DataViz

Software Design data visualization project


Project maintained by coreyacl Hosted on GitHub Pages — Theme by mattgraham

Occupation Visualization - Software Design Project Spring 2018

This is a data visualization project concerning occupations in the United States. This project was created for the Software Design class at Olin College of Engineering.

Find out about Our Code Instructions at Readme About our Project Evolution Sources at Sources

Our Goal

Ever wonder how cool seeing different types of data can be? Visualizing data can show you what something in the world is like more comprehensively and accurately than your personal experiences can. We did too! Through our endevours we aim to answer these questions:

Our Final Results

Link to Video

Our User Interface opens to a home page with pictures of the different professions

The user can select a profession and see the graphs we’ve generated for it.

What Our Results Tell Us:

In all, a few aspects of our results gave us some unexpected insights into the lives of different professionals, but we wished that we had more.

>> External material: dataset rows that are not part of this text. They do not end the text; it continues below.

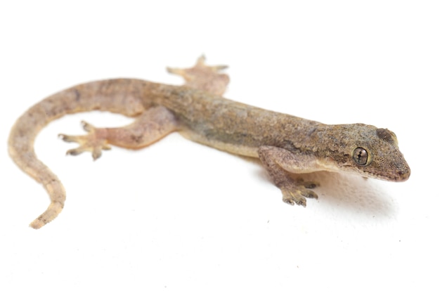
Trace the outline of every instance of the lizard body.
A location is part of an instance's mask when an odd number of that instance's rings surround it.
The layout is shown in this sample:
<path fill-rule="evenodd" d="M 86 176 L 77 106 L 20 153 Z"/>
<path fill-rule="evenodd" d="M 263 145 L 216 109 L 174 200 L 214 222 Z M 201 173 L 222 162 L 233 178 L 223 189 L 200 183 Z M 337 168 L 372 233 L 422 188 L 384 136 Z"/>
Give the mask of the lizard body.
<path fill-rule="evenodd" d="M 361 124 L 327 125 L 260 109 L 221 96 L 228 77 L 200 58 L 186 70 L 169 69 L 186 80 L 183 86 L 141 79 L 117 79 L 80 84 L 34 105 L 15 122 L 9 153 L 26 173 L 43 184 L 51 197 L 47 210 L 30 226 L 39 228 L 60 212 L 65 191 L 56 175 L 38 159 L 34 140 L 48 123 L 65 115 L 94 110 L 136 117 L 121 128 L 94 128 L 84 123 L 85 136 L 60 135 L 79 143 L 67 154 L 92 152 L 98 158 L 110 145 L 136 149 L 173 131 L 194 141 L 247 157 L 258 157 L 283 201 L 306 205 L 317 197 L 315 183 L 294 180 L 290 173 L 332 171 L 403 181 L 410 169 L 399 150 L 396 136 L 384 129 Z"/>

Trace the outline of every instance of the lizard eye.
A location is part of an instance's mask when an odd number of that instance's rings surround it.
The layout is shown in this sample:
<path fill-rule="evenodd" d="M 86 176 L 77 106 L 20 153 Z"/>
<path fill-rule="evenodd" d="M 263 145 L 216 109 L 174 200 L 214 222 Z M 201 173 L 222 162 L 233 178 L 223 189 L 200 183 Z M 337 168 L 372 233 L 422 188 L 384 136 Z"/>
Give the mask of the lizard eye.
<path fill-rule="evenodd" d="M 368 152 L 363 148 L 358 147 L 353 151 L 353 159 L 361 166 L 365 166 L 368 162 Z"/>

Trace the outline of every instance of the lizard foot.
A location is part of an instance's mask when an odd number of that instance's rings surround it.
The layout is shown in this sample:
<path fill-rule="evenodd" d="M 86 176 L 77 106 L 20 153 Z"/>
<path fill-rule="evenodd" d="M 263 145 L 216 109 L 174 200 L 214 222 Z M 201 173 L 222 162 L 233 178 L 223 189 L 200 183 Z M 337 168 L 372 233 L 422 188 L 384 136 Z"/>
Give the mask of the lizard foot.
<path fill-rule="evenodd" d="M 59 137 L 64 141 L 79 144 L 78 148 L 67 150 L 66 155 L 77 155 L 82 152 L 89 151 L 91 152 L 93 159 L 96 159 L 101 156 L 103 150 L 107 150 L 111 148 L 105 138 L 105 129 L 95 128 L 84 121 L 81 124 L 89 134 L 85 136 L 59 134 Z"/>
<path fill-rule="evenodd" d="M 306 207 L 308 198 L 318 198 L 318 195 L 310 188 L 314 188 L 318 186 L 316 182 L 303 182 L 300 181 L 298 185 L 289 185 L 287 186 L 281 187 L 281 193 L 283 193 L 283 201 L 289 204 L 298 204 Z"/>
<path fill-rule="evenodd" d="M 220 71 L 228 68 L 226 65 L 208 66 L 205 56 L 200 56 L 191 68 L 167 68 L 168 72 L 180 75 L 185 79 L 186 86 L 221 96 L 229 83 L 228 74 Z"/>

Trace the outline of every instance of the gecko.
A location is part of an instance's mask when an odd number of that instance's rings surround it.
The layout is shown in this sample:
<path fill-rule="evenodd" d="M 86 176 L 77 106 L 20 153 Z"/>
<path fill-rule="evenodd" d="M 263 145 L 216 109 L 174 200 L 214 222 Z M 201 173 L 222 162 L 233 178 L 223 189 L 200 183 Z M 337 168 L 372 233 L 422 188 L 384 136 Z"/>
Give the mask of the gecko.
<path fill-rule="evenodd" d="M 139 149 L 177 131 L 184 137 L 235 155 L 258 158 L 283 201 L 306 206 L 306 197 L 318 198 L 316 182 L 295 179 L 292 174 L 318 171 L 357 174 L 388 181 L 404 181 L 408 164 L 391 131 L 364 124 L 330 125 L 266 110 L 223 97 L 229 77 L 227 66 L 209 66 L 204 56 L 190 68 L 167 68 L 183 77 L 174 86 L 136 79 L 113 79 L 75 86 L 42 100 L 13 126 L 9 155 L 25 173 L 43 185 L 51 202 L 30 226 L 38 229 L 62 211 L 65 190 L 58 178 L 34 151 L 38 133 L 65 115 L 92 110 L 135 117 L 118 128 L 96 128 L 82 122 L 85 135 L 60 134 L 79 146 L 76 155 L 91 152 L 93 159 L 110 145 Z"/>

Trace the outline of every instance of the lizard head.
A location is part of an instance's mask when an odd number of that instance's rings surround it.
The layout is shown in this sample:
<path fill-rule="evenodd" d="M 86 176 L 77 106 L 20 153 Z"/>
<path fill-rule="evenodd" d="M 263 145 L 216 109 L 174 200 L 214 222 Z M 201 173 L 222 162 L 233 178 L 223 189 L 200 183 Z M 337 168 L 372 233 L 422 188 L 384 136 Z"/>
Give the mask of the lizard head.
<path fill-rule="evenodd" d="M 333 126 L 336 131 L 332 132 L 339 134 L 332 136 L 327 146 L 339 171 L 389 181 L 409 178 L 410 167 L 392 131 L 361 124 Z"/>

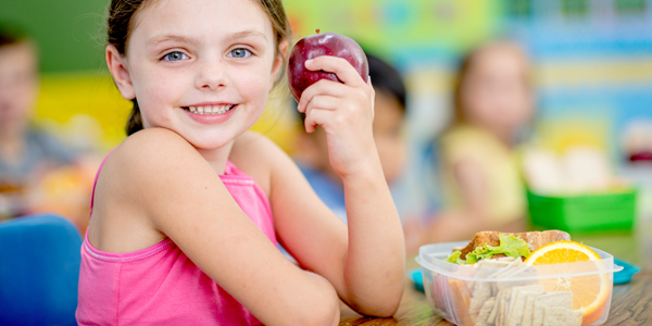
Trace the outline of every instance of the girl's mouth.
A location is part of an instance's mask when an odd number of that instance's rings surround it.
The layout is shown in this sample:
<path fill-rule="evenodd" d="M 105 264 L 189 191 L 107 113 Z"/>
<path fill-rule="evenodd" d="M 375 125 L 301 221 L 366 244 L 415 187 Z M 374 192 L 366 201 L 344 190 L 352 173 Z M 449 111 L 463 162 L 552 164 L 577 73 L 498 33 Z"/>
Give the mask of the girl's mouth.
<path fill-rule="evenodd" d="M 204 106 L 181 106 L 184 110 L 188 110 L 191 113 L 201 115 L 216 115 L 224 114 L 229 110 L 234 109 L 236 104 L 224 104 L 224 105 L 204 105 Z"/>

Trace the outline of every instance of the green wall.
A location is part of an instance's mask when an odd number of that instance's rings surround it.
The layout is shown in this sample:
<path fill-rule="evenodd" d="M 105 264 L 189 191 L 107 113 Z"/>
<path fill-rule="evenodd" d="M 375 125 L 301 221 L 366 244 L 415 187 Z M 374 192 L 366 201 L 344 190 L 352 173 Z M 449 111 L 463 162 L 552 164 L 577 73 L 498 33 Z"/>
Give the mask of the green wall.
<path fill-rule="evenodd" d="M 0 0 L 0 24 L 38 43 L 43 72 L 101 70 L 108 0 Z"/>

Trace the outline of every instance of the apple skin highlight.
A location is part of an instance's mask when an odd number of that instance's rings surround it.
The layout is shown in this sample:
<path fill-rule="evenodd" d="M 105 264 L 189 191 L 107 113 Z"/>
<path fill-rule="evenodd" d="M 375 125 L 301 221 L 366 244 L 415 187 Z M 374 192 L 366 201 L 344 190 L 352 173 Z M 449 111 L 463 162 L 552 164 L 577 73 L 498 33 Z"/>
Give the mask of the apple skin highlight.
<path fill-rule="evenodd" d="M 353 39 L 336 33 L 319 33 L 300 39 L 288 60 L 288 83 L 292 96 L 299 102 L 301 93 L 319 79 L 340 82 L 334 73 L 313 72 L 305 68 L 305 61 L 322 55 L 347 60 L 366 83 L 369 65 L 362 48 Z M 341 83 L 341 82 L 340 82 Z"/>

For one, our hypothesis going in was disproven. We thought that there would be a correlation between high suicide rate and low income, signaling lower happiness levels for low income professionals. However, what we found was that there wasn’t a direct correlation. Farmers, who make the least amount of money, have the second lowest suicide rate. Furthermore, plumbers have the highest suicide rate of all our mapped professions. We couldn’t find a correlation between suicide rate and any other factor we searched for- therefore, we think that happiness factor has to do with some data that is more complex and outside the data range that we had.

Plumber did show however the lowest percentage of women- even lower than the other shown STEM fields. This visualizations underscores the gender divide in a profession that’s usually not advicated for.

Another part of professionals’ lives that we can glean from the maps is that people who work high paying jobs usually live in urban areas. That means highly-paid professionals will be living in apartments while people like farmers live in houses. The heat maps are also telling of where “hotspots” in a professional field are. For example, the software developers’ map shows that there are a lot of software developers in Washington and Microsoft is situated in Washington.

In the future, we hope to have more data that can more accurate portray the complexity of an individual’s life.